A Parpública anunciou hoje ter recebido sete propostas não vinculativas para a aquisição do capital da Empresa Geral de Fomento (EGF), informou em comunicado a empresa que gere as participações sociais do Estado.

«Esperamos em julho anunciar o vencedor da privatização da EGF, é o calendário que estava previsto.
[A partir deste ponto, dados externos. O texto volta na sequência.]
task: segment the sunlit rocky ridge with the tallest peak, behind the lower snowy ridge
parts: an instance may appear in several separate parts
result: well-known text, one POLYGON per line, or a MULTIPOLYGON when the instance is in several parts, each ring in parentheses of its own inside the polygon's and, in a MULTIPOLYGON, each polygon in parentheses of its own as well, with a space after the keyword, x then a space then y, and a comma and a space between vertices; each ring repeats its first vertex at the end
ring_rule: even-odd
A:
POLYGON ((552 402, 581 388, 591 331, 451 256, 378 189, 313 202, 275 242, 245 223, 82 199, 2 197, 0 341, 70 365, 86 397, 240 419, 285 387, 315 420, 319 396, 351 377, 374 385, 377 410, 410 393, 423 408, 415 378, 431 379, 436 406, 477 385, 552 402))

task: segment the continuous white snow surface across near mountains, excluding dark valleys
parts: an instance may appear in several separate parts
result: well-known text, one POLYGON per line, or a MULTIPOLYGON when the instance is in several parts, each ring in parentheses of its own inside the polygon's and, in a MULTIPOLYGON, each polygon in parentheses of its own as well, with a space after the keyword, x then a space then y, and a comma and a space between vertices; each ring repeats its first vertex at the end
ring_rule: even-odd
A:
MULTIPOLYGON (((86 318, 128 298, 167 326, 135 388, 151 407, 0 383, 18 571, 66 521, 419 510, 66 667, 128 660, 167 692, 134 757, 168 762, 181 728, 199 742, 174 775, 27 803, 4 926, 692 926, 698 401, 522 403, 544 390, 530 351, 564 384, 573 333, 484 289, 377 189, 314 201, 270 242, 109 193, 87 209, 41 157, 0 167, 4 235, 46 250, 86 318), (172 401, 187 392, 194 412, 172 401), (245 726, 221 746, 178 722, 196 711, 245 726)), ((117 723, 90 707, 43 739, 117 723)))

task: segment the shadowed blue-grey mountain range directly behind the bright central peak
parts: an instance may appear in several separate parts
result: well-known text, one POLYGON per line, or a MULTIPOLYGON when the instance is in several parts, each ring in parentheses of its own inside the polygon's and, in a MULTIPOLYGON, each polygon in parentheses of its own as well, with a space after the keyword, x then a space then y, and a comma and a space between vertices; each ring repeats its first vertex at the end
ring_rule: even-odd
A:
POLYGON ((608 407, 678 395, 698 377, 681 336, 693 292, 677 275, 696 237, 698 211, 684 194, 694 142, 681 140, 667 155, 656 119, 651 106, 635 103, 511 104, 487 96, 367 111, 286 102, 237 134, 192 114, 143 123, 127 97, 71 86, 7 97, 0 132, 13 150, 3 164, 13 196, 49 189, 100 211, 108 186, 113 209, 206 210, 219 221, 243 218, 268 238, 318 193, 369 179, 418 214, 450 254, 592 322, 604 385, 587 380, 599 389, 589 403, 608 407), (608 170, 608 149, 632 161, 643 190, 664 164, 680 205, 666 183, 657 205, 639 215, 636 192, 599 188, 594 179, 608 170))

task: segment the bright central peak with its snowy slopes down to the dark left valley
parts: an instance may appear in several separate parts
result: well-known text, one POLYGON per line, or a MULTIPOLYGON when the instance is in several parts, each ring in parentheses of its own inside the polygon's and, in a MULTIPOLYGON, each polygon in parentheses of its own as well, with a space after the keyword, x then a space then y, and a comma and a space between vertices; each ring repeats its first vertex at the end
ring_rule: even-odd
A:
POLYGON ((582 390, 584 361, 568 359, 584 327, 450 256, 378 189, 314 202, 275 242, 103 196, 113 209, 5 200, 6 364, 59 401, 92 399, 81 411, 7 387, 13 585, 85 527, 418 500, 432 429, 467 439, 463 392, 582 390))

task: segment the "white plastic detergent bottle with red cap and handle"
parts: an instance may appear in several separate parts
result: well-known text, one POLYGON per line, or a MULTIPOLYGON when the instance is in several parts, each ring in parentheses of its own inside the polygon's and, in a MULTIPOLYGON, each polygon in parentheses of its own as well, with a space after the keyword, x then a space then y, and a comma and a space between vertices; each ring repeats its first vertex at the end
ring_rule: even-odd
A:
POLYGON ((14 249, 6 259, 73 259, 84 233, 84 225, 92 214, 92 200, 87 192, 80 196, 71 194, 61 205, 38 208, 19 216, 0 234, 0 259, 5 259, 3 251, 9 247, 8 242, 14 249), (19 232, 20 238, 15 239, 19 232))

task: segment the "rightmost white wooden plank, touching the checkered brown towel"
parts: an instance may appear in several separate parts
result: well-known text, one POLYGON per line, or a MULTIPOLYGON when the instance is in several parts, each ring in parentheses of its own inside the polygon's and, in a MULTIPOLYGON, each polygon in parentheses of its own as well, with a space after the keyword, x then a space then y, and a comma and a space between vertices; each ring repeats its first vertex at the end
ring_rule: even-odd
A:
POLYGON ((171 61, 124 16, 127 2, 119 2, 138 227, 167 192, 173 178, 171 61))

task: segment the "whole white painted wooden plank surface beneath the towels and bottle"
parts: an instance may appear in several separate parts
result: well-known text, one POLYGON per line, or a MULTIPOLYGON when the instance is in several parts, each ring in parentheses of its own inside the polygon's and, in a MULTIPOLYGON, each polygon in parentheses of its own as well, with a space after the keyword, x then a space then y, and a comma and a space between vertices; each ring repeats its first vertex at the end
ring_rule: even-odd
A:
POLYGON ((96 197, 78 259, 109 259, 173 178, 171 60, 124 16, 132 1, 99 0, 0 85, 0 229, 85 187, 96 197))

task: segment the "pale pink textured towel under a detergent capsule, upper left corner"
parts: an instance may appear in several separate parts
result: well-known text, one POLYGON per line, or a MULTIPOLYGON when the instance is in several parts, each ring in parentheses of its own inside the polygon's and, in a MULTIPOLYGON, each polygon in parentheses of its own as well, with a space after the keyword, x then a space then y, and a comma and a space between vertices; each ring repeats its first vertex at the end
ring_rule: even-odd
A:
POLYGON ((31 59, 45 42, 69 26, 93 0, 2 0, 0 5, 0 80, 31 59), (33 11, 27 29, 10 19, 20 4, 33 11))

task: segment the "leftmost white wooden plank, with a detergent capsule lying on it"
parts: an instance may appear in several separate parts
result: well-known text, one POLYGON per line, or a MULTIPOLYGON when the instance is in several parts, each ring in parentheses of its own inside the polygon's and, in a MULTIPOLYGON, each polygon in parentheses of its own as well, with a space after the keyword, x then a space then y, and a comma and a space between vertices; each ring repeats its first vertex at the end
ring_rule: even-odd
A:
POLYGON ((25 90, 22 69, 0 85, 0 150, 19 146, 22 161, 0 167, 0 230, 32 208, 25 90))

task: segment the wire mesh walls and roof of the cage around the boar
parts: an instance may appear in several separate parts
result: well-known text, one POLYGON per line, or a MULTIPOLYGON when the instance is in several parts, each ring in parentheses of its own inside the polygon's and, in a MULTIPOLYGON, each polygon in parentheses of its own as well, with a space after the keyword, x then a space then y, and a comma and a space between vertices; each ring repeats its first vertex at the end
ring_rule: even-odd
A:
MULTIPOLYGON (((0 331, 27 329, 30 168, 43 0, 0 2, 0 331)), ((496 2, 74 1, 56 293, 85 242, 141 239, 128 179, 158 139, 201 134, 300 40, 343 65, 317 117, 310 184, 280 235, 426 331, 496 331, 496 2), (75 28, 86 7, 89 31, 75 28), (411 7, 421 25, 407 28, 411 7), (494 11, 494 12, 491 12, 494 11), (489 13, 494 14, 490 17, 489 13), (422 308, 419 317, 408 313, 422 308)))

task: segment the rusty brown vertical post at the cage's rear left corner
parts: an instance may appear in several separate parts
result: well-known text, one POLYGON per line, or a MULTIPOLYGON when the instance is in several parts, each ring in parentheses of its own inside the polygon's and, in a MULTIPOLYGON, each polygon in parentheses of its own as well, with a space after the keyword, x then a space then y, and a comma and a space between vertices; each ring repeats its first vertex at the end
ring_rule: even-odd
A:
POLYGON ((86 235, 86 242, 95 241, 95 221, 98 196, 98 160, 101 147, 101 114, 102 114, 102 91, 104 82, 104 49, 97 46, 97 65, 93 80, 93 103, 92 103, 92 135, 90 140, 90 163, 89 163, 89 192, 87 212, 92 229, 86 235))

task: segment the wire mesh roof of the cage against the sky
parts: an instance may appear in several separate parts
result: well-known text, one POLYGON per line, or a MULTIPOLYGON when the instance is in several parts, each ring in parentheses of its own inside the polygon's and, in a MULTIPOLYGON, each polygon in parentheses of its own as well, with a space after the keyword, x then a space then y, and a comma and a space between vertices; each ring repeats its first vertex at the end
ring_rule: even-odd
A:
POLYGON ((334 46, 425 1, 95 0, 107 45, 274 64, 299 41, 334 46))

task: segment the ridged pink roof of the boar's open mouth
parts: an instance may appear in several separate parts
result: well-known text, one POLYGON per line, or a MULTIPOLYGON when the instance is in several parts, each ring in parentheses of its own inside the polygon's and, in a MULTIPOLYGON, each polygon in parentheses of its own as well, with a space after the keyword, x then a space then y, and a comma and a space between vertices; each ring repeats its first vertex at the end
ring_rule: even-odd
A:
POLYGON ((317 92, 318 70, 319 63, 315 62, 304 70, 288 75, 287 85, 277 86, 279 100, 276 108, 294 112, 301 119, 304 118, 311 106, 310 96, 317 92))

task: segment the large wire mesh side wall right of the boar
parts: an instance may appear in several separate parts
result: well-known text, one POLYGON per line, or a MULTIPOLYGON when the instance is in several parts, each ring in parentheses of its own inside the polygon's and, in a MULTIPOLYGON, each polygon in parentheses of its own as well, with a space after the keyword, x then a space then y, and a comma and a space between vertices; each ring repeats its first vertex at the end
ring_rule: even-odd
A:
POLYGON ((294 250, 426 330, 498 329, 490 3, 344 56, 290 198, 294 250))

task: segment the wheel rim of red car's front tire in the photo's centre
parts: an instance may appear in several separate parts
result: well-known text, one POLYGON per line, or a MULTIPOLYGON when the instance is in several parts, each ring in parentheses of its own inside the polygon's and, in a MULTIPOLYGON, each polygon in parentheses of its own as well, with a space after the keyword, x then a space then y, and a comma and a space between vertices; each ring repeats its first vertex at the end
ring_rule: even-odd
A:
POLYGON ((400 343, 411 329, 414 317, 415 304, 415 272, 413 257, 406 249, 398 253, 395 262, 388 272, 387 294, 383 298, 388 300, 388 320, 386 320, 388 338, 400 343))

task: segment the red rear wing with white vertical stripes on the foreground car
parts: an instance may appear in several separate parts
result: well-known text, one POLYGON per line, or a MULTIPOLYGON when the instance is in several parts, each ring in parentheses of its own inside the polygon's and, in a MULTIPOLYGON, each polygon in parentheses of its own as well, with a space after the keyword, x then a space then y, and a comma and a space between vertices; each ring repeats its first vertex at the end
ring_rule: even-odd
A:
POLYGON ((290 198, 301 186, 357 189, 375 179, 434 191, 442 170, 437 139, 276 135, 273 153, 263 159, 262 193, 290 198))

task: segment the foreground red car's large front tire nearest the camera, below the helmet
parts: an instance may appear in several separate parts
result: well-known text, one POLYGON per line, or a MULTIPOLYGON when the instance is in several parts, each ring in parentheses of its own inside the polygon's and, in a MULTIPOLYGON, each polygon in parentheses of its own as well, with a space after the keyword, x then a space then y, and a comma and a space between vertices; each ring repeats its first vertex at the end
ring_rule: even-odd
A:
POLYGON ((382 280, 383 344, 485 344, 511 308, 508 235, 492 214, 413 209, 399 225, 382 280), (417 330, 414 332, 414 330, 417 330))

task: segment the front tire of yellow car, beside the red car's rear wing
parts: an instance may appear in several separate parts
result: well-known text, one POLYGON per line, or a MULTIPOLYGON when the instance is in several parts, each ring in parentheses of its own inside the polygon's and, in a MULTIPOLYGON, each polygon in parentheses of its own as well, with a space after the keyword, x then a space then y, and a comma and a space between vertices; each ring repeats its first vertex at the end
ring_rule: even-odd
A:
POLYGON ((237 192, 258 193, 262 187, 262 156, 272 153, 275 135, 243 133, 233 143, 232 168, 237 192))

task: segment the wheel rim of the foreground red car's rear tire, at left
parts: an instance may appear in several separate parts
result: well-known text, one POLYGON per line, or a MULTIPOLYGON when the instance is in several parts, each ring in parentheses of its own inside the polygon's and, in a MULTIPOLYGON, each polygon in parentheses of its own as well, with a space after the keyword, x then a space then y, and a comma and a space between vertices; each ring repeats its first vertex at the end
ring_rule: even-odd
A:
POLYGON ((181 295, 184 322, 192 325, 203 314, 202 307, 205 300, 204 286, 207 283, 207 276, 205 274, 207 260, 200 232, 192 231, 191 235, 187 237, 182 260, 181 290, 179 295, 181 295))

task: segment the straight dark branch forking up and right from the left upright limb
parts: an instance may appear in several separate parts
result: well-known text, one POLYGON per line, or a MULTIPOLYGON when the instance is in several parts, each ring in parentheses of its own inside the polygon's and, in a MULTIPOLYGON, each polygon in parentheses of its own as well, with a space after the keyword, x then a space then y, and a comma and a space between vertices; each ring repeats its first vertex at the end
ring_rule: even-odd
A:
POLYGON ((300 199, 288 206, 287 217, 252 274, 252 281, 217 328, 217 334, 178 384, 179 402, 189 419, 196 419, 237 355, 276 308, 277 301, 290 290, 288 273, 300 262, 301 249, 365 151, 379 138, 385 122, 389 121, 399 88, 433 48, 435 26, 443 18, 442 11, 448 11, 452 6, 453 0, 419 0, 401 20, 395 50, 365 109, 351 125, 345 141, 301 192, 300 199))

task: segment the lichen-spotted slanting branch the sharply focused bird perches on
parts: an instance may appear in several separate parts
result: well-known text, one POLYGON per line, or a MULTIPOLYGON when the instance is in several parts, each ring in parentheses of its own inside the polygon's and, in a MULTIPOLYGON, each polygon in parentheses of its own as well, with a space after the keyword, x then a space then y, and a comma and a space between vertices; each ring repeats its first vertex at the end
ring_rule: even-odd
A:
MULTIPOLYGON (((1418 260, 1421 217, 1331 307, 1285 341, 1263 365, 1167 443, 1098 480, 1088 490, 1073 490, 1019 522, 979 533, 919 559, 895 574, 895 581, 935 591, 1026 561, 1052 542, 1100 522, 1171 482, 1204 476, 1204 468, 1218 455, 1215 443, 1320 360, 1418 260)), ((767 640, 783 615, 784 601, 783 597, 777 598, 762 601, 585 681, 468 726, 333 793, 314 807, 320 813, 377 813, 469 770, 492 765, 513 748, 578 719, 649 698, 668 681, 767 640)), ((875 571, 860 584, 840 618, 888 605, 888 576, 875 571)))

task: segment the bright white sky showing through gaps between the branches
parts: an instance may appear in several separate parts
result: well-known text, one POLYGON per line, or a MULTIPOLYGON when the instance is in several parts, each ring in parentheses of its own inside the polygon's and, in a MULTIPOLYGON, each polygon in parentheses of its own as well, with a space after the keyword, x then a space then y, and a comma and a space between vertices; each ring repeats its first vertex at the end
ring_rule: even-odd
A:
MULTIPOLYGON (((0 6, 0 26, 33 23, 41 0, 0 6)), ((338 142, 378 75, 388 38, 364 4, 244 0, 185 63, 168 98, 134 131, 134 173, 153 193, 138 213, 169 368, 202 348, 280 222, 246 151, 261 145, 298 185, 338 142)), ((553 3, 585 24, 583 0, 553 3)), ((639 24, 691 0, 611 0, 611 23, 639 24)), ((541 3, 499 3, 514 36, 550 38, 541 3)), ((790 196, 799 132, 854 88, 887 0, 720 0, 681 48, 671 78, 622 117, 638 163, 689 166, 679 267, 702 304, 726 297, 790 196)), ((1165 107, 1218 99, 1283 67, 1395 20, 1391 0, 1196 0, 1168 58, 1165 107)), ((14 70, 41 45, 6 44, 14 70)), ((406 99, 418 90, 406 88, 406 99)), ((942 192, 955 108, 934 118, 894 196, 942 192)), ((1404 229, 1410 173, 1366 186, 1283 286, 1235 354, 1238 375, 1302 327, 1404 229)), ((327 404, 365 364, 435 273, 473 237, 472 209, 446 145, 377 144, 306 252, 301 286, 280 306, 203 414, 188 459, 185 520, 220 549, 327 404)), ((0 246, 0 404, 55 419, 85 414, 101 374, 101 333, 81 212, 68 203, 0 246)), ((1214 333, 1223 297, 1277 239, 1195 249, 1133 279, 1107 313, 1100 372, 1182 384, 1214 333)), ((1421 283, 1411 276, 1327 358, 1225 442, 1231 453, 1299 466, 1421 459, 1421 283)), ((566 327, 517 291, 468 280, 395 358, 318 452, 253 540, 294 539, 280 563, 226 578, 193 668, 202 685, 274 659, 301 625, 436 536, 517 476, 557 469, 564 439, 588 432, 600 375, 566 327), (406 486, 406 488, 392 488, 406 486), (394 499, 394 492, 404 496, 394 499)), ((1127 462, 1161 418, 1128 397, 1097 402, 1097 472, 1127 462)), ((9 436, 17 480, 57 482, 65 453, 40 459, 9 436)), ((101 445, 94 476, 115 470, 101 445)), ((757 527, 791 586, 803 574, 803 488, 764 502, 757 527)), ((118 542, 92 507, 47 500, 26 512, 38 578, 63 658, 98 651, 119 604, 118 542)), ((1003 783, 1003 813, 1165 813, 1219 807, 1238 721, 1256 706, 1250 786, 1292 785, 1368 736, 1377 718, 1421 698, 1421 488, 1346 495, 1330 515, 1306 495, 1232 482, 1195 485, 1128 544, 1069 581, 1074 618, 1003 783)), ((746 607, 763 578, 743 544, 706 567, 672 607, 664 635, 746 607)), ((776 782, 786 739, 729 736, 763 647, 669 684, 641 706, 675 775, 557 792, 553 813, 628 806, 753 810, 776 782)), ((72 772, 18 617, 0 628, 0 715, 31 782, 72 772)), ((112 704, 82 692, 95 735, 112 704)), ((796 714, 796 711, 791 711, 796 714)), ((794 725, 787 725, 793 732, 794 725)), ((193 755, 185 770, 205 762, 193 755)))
No processo legislativo tudo está concluído, estamos na fase de concurso», declarou aos jornalistas Jorge Moreira da Silva, à margem do encerramento do II Fórum Económico e Social do diálogo 5+5, em Lisboa.

Questionado sobre se o Governo admite abandonar o processo, que tem enfrentado a contestação de alguns municípios, que já avançaram com ações judiciais, o ministro rejeitou.

«O Governo não vai, de modo algum, travar este processo», declarou o governante, que disse no entanto não desejar e ter procurado evitar a litigância nos tribunais.

«Mesmo depois de todo o trabalho que o Governo fez para responder de forma categórica às três perguntas que os cidadãos colocam, ao nível das tarifas, da qualidade de serviço e dos objetivos ambientais, se ainda assim algumas autarquias entendem que devem contestar o processo, eu não posso fazer mais do que registar, mas não posso deixar de concretizar um processo que foi feito com a maior ponderação, com um grande diálogo, com uma capacidade de ter o trabalho de casa feito antecipadamente, dando uma resposta regulatória que dá confiança aos munícipes, aos municípios e aos concorrentes», sublinhou o ministro do Ambiente, Ordenamento do Território e Energia.

A privatização da EGF, que pertence ao grupo Águas de Portugal e é responsável pela recolha, transporte, tratamento e valorização de resíduos, através de 11 empresas concessionárias, que têm os municípios como acionistas, «justifica-se por razões financeiras, para proporcionar um encaixe financeiro que é importante para o Estado e por razões de reforma de Estado», sustentou.

«Não confundamos água com resíduos. Na área dos resíduos, entendemos que o Estado não deve fazer tudo. Pode ser mais forte e defender mais o interesse dos cidadãos colocando-se numa posição de concedente, fiscalizador e regulador, permitindo que a iniciativa privada possa fazer a parte da gestão», disse, garantindo que o serviço público e os objetivos ambientais «serão reforçados» e as tarifas não repercutirão «algumas das gorduras» que ainda são passadas para os consumidores.

Moreira da Silva explicou que o Executivo não foi ao encontro das pretensões de autarquias que pretendiam a privatização sistema a sistema por razões de coesão territorial.

«Se a privatização fosse feita como alguns municípios defendem, pensando apenas no seu próprio interesse, que é legítimo, e não no interesse nacional na coesão territorial, isso levaria a que os sistemas do interior fossem fortemente penalizados, e por essa via, as suas populações», referiu.